Real name: Fiorentino, Francisco
Singer, bandoneon player and composer
(23 September 1905 - 11 September 1955)
Place of birth:
Buenos Aires Argentina
Ricardo García Blaya

iorentino was, no doubt, the archetype of the orchestra singer, a concept which synthetically describes the main feature of tango in the 40s, when the singer was a member of the group on the same level as the musicians. Fiorentino and Troilo achieved a well-oiled mechanism, of a perfect match where the orchestra was spotlighted in a long introduction to afterwards provide the adequate background necessary for the singer´s showcasing.

He was not virtuoso, his voice was small and his diction was far from impeccable, but these technical disadvantages did not hamper his amazing success. In my opinion, his interpretations of the tangos “Gricel”, “Garúa” and “De barro”, of the waltz “Tu diagnóstico” and of the milonga “Mano brava” turned out anthological.

His personality, his taste and the permanent supervision by Pichuco resulted in an intimate singer of great warmth in his interpretation who knew how to touch the audience, establishing himself as a milestone in the history of tango vocalists.
His artistic career beside Troilo lasted six years. His début was at Marabú night club on July 1st, 1937 and he left Troilo on March 1944.

In spite of his short life, his career in music was long and changing. He started playing bandoneon; he had got the instrument as a gift from his brother Vicente Fiorentino and he began to study at the Conservatory led by Minotto Di Cicco, an outstanding Uruguayan player who was for years lead bandoneon in Francisco Canaro´s orchestra. His early gigs were in groups which he and his brother Vicente, a violinist, integrated to play at cinemas and cafés all over the country.
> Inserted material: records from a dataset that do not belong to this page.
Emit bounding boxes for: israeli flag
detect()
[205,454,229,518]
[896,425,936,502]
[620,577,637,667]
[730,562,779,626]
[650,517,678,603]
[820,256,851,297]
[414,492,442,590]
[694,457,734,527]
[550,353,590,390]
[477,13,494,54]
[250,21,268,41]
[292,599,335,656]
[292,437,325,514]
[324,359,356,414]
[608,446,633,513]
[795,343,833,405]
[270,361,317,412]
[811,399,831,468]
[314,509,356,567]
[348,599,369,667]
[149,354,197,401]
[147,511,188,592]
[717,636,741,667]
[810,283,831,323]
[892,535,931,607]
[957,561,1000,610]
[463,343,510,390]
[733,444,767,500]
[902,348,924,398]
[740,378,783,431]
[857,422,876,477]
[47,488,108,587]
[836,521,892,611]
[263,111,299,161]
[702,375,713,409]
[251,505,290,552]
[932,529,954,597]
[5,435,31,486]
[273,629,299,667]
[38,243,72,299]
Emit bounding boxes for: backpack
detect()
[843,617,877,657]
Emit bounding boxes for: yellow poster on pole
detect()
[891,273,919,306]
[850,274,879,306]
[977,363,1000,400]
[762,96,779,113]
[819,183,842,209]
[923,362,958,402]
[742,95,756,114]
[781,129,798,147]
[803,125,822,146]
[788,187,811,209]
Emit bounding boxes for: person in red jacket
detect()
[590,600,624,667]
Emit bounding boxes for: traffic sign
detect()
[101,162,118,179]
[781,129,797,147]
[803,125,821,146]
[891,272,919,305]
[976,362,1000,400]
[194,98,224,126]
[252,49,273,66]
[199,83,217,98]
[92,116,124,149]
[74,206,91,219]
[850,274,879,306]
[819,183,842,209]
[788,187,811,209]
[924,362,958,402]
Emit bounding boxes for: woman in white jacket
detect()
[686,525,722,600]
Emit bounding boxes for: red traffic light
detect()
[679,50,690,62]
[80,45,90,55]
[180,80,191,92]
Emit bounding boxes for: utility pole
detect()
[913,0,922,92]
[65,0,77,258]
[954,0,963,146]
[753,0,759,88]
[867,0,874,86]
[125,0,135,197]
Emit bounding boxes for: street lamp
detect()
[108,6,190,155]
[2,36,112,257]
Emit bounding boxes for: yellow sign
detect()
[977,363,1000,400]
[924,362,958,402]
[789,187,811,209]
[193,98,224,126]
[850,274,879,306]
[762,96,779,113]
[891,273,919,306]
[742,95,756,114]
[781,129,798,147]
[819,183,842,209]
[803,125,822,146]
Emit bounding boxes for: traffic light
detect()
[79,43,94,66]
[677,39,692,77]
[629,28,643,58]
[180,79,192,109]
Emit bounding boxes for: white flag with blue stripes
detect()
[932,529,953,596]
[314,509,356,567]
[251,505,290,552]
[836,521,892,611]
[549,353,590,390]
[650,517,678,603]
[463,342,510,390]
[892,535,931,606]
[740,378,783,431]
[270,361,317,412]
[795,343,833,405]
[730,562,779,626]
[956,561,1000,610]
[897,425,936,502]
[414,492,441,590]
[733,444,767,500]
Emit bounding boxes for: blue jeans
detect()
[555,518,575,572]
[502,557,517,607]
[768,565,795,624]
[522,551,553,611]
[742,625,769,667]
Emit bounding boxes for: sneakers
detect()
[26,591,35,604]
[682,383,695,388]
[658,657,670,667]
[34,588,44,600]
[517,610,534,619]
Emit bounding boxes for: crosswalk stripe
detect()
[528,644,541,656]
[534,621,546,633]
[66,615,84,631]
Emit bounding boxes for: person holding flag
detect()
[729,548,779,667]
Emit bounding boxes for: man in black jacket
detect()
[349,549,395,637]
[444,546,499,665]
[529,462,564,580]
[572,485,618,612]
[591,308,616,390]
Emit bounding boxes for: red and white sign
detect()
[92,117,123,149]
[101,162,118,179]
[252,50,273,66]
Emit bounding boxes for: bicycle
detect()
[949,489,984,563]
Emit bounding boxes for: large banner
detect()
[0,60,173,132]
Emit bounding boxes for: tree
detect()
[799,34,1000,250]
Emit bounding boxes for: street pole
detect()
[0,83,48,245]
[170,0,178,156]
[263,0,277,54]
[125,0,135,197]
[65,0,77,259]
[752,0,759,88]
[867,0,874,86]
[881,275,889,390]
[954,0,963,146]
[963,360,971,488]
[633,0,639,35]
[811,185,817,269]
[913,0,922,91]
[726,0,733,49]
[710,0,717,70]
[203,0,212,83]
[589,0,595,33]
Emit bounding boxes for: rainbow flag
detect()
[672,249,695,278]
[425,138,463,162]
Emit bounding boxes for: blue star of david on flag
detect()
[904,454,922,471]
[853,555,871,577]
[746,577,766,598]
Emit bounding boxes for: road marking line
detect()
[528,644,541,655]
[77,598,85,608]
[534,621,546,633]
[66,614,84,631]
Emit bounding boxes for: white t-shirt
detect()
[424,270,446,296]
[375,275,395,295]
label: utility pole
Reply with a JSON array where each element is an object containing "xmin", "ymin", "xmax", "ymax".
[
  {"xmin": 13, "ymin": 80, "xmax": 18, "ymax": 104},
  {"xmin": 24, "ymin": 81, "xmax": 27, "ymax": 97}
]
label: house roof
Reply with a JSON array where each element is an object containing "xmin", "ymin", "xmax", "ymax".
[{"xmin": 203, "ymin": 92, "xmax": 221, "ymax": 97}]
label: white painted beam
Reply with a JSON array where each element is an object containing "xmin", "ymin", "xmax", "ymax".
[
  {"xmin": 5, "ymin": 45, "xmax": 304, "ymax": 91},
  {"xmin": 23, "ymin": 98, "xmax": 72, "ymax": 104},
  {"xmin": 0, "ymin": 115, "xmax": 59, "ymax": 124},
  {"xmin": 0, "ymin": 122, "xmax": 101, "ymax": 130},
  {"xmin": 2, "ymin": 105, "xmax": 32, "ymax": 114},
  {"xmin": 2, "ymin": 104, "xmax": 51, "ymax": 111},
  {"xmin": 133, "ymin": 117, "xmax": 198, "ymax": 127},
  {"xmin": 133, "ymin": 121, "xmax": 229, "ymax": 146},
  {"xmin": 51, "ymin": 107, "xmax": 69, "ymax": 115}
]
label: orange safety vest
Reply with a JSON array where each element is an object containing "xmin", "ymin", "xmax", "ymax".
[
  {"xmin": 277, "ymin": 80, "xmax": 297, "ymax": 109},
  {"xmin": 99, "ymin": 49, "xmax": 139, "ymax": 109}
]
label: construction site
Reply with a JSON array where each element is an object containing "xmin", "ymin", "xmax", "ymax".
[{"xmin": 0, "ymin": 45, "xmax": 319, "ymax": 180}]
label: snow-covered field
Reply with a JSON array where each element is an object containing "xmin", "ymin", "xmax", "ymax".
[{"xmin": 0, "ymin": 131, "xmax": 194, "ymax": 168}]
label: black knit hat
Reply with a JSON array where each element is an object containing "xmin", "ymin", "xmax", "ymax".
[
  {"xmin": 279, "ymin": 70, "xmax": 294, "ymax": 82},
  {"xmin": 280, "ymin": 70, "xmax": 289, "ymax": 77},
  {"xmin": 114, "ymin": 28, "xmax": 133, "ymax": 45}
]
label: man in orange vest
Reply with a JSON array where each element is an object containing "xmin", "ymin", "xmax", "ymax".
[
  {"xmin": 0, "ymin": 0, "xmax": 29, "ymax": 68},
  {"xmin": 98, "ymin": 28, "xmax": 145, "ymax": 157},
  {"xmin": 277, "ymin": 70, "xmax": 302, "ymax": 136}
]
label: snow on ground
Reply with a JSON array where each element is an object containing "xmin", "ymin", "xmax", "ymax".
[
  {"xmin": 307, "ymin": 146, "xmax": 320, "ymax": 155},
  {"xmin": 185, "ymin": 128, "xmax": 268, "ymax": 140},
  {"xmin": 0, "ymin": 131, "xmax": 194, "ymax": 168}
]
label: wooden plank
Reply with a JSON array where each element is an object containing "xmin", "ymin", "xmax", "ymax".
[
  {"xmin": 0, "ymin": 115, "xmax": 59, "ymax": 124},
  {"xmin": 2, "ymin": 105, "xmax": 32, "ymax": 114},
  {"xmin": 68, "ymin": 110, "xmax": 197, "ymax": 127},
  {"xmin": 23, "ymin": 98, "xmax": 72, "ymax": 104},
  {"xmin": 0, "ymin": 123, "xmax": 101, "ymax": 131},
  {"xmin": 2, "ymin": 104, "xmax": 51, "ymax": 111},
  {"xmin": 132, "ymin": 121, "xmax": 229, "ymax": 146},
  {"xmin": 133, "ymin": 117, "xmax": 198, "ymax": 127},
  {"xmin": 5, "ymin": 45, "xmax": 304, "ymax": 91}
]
At that time he commenced to sing as soloist at some radio broadcasts and on other Buenos Aires scenarios.

In 1928, he had a chance to be included as bandoneon player in the Francisco Canaro orchestra, who realizing Fiorentino's qualities, allowed him to perform as estribillista (refrain singer) on various occasions.

Since then, he continued with that twofold capacity of bandoneonist and refrain singer in a great number of orchestras —Juan Carlos Cobián, Roberto Firpo, Pedro Maffia, Juan D'Arienzo, Roberto Zerrillo, Minotto Di Cicco— and taking part in recording and broadcasts.
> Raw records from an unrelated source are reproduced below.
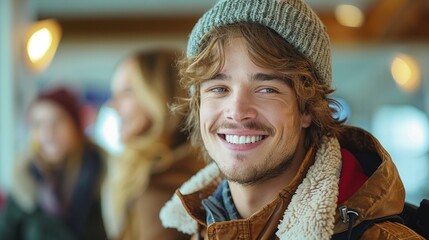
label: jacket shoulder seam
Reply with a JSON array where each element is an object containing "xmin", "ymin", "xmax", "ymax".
[{"xmin": 370, "ymin": 221, "xmax": 423, "ymax": 240}]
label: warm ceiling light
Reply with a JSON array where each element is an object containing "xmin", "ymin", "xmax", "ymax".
[
  {"xmin": 28, "ymin": 28, "xmax": 52, "ymax": 62},
  {"xmin": 391, "ymin": 54, "xmax": 421, "ymax": 93},
  {"xmin": 25, "ymin": 19, "xmax": 61, "ymax": 73},
  {"xmin": 335, "ymin": 4, "xmax": 364, "ymax": 28}
]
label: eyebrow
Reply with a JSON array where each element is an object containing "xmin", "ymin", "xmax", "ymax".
[
  {"xmin": 206, "ymin": 73, "xmax": 229, "ymax": 81},
  {"xmin": 251, "ymin": 73, "xmax": 283, "ymax": 82},
  {"xmin": 206, "ymin": 73, "xmax": 283, "ymax": 82}
]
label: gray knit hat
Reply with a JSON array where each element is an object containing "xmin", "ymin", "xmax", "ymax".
[{"xmin": 187, "ymin": 0, "xmax": 332, "ymax": 85}]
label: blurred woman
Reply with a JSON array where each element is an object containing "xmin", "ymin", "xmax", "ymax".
[
  {"xmin": 0, "ymin": 87, "xmax": 106, "ymax": 240},
  {"xmin": 102, "ymin": 49, "xmax": 203, "ymax": 240}
]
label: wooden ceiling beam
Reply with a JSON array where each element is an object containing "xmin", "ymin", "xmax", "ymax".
[
  {"xmin": 365, "ymin": 0, "xmax": 429, "ymax": 40},
  {"xmin": 392, "ymin": 0, "xmax": 429, "ymax": 39},
  {"xmin": 52, "ymin": 16, "xmax": 199, "ymax": 38},
  {"xmin": 365, "ymin": 0, "xmax": 408, "ymax": 39}
]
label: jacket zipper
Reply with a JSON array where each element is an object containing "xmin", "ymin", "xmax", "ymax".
[{"xmin": 339, "ymin": 206, "xmax": 359, "ymax": 240}]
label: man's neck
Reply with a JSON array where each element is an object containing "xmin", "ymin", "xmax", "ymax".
[{"xmin": 228, "ymin": 145, "xmax": 309, "ymax": 219}]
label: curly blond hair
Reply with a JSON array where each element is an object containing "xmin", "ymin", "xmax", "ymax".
[{"xmin": 174, "ymin": 23, "xmax": 344, "ymax": 161}]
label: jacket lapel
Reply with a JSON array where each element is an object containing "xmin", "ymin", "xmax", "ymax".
[{"xmin": 276, "ymin": 136, "xmax": 342, "ymax": 239}]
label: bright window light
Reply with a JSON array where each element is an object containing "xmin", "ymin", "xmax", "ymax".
[
  {"xmin": 93, "ymin": 105, "xmax": 123, "ymax": 155},
  {"xmin": 372, "ymin": 105, "xmax": 429, "ymax": 158},
  {"xmin": 373, "ymin": 105, "xmax": 429, "ymax": 204}
]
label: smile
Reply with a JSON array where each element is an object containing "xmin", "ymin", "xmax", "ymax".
[{"xmin": 223, "ymin": 134, "xmax": 266, "ymax": 144}]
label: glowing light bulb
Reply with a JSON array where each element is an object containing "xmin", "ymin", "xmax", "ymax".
[
  {"xmin": 391, "ymin": 54, "xmax": 420, "ymax": 93},
  {"xmin": 27, "ymin": 28, "xmax": 53, "ymax": 62},
  {"xmin": 335, "ymin": 4, "xmax": 364, "ymax": 28},
  {"xmin": 25, "ymin": 19, "xmax": 61, "ymax": 73}
]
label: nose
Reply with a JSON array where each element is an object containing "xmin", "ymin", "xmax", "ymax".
[
  {"xmin": 225, "ymin": 89, "xmax": 257, "ymax": 122},
  {"xmin": 38, "ymin": 123, "xmax": 55, "ymax": 143},
  {"xmin": 106, "ymin": 98, "xmax": 116, "ymax": 110}
]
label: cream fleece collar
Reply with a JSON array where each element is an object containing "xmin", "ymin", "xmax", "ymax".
[{"xmin": 160, "ymin": 136, "xmax": 342, "ymax": 239}]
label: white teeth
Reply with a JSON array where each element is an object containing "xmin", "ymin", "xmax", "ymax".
[{"xmin": 225, "ymin": 135, "xmax": 264, "ymax": 144}]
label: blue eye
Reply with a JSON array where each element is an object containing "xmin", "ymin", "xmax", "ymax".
[
  {"xmin": 258, "ymin": 88, "xmax": 277, "ymax": 93},
  {"xmin": 209, "ymin": 87, "xmax": 227, "ymax": 93}
]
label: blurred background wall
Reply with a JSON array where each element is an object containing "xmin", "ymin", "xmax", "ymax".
[{"xmin": 1, "ymin": 0, "xmax": 428, "ymax": 204}]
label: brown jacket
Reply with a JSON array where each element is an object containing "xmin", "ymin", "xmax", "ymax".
[{"xmin": 160, "ymin": 127, "xmax": 424, "ymax": 239}]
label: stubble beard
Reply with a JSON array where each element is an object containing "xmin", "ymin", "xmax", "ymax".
[
  {"xmin": 214, "ymin": 149, "xmax": 296, "ymax": 186},
  {"xmin": 206, "ymin": 120, "xmax": 296, "ymax": 185}
]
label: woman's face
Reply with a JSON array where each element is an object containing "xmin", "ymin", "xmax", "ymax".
[
  {"xmin": 110, "ymin": 60, "xmax": 152, "ymax": 143},
  {"xmin": 29, "ymin": 101, "xmax": 80, "ymax": 164}
]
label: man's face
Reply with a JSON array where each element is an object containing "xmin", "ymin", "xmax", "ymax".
[{"xmin": 199, "ymin": 37, "xmax": 312, "ymax": 185}]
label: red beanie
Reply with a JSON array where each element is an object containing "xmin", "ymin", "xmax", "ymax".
[{"xmin": 34, "ymin": 87, "xmax": 82, "ymax": 131}]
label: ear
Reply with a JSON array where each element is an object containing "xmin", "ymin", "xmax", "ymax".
[{"xmin": 301, "ymin": 113, "xmax": 312, "ymax": 128}]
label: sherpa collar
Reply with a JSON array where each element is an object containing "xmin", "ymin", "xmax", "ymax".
[{"xmin": 160, "ymin": 136, "xmax": 342, "ymax": 239}]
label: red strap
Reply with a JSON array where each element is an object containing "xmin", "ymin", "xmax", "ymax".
[{"xmin": 337, "ymin": 149, "xmax": 368, "ymax": 204}]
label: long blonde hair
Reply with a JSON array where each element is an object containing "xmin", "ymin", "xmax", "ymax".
[{"xmin": 112, "ymin": 49, "xmax": 187, "ymax": 218}]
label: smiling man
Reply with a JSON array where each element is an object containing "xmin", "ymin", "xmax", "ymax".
[
  {"xmin": 200, "ymin": 37, "xmax": 311, "ymax": 190},
  {"xmin": 160, "ymin": 0, "xmax": 424, "ymax": 239}
]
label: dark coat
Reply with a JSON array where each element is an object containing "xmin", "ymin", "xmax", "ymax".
[{"xmin": 0, "ymin": 143, "xmax": 107, "ymax": 240}]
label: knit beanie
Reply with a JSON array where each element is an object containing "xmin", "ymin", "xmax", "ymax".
[
  {"xmin": 187, "ymin": 0, "xmax": 332, "ymax": 85},
  {"xmin": 34, "ymin": 87, "xmax": 82, "ymax": 131}
]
In 1934, as estribillista in Roberto Zerrillo's orchestra, he produced the unique event of singing a tango with its complete lyric on the recording of “Serenata de amor” by Zerrillo and Orestes Cúfaro. So this foretold the end of the estribillistas´ era to give way to the orchestra singer's era.

After his stay with Troilo, the highest point in his career, Fiorentino put together his own orchestra, which was arranged and conducted by Astor Piazzolla, with which, in spite of recording 22 songs, he did not achieve what he expected. Ismael Spitalnik, a remarkable bandoneonist and arranger, replaced Piazzolla to conduct the orchestra; they recorded two more tunes.
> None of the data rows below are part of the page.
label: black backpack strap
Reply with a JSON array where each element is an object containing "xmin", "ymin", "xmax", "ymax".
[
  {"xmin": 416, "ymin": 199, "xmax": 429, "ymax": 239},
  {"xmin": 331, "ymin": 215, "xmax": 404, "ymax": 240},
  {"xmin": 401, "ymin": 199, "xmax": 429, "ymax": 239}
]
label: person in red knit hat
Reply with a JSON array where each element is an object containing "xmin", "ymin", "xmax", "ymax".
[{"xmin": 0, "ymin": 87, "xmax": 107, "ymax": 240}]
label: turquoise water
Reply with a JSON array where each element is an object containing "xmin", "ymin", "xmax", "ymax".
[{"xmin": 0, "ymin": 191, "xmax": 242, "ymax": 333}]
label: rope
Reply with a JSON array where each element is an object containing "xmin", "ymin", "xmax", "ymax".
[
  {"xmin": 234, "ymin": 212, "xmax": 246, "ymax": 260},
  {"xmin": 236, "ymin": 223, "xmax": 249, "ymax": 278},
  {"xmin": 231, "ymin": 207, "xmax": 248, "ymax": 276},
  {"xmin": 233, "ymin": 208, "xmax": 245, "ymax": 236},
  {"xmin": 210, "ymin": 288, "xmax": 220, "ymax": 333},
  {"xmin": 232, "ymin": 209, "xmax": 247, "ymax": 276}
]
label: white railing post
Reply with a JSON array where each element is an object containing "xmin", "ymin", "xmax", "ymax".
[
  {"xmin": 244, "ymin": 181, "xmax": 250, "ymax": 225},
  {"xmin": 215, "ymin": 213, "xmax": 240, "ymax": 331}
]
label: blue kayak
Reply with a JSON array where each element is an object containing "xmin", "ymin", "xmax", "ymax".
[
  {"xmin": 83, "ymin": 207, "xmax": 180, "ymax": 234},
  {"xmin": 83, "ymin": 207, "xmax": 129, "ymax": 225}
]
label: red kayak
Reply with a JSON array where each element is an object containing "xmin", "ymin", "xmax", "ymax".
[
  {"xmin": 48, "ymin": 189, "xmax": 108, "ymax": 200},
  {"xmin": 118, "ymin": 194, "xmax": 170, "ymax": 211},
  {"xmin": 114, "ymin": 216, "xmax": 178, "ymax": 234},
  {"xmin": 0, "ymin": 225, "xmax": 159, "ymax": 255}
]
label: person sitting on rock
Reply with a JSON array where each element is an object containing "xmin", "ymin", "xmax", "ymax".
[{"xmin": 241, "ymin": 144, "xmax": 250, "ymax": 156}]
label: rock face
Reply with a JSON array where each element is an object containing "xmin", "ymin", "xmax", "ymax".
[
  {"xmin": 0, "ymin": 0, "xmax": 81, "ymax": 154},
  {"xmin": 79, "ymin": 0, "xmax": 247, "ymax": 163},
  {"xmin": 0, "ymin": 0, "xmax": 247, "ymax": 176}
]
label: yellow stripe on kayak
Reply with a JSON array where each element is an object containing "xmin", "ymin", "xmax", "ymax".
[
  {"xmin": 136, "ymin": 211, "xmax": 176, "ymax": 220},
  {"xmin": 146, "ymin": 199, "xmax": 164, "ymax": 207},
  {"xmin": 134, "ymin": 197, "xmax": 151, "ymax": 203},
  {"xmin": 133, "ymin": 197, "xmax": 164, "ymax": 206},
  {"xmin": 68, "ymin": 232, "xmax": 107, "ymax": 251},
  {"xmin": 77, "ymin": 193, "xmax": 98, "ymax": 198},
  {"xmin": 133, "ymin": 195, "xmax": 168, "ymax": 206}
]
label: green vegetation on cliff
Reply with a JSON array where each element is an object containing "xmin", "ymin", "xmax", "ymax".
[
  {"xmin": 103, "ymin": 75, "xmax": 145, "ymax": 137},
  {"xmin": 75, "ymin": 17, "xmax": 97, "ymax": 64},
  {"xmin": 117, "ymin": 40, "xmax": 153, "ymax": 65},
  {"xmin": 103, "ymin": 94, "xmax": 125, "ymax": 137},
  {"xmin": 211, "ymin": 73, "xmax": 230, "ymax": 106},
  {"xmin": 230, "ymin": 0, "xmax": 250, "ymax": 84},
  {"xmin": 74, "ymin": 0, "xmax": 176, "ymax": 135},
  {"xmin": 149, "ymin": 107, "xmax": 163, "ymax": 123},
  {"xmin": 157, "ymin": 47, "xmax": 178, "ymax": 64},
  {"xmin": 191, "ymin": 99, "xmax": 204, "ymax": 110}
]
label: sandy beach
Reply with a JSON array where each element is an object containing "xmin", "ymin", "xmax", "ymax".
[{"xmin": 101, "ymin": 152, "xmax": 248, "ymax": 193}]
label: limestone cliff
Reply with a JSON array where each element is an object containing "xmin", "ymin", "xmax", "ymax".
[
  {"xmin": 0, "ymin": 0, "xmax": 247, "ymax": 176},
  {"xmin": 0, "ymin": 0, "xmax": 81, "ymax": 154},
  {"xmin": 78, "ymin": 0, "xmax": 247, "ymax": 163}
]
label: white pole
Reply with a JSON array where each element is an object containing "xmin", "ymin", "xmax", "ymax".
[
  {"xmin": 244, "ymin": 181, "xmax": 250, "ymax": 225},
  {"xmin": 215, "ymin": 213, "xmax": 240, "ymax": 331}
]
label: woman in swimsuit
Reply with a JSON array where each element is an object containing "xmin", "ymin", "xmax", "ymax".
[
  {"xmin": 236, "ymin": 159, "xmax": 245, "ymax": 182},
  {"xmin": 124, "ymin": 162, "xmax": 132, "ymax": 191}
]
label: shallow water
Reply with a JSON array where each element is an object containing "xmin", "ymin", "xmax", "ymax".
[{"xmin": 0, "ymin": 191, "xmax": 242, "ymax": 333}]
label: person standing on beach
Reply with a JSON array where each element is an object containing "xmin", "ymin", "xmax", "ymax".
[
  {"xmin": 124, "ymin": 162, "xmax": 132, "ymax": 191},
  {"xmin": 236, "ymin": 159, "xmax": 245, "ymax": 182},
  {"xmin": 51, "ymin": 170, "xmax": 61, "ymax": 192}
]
Not always success achieved with audiences is a determining factor to establish the level of quality of the artistic product. The combination Fiorentino-Piazzolla was avant-garde for that time and with this, his first experience in leading an orchestra, Astor is foretelling his innovative proposal by the side of a mature and in full form Fiore.

His decline was slow but inevitable. More than ten years elapsed since his debut with Troilo and by the end of the 40s he was still in several important orchestras, such as José Basso's and Alberto Mancione's, among others, but no longer with his yesterday's success; anyway, he commited to record some pieces.

Finally he moved to Uruguay, in 1951, to join the group led by the pianist José Puglia and the bandoneonist Edgardo Pedroza. With this orchestra he made his last three recordings on November 1951.

He died on Septiembre 11, 1955 in an accident in the province of Mendoza, placed a thousand kilometers far from the city of Buenos Aires.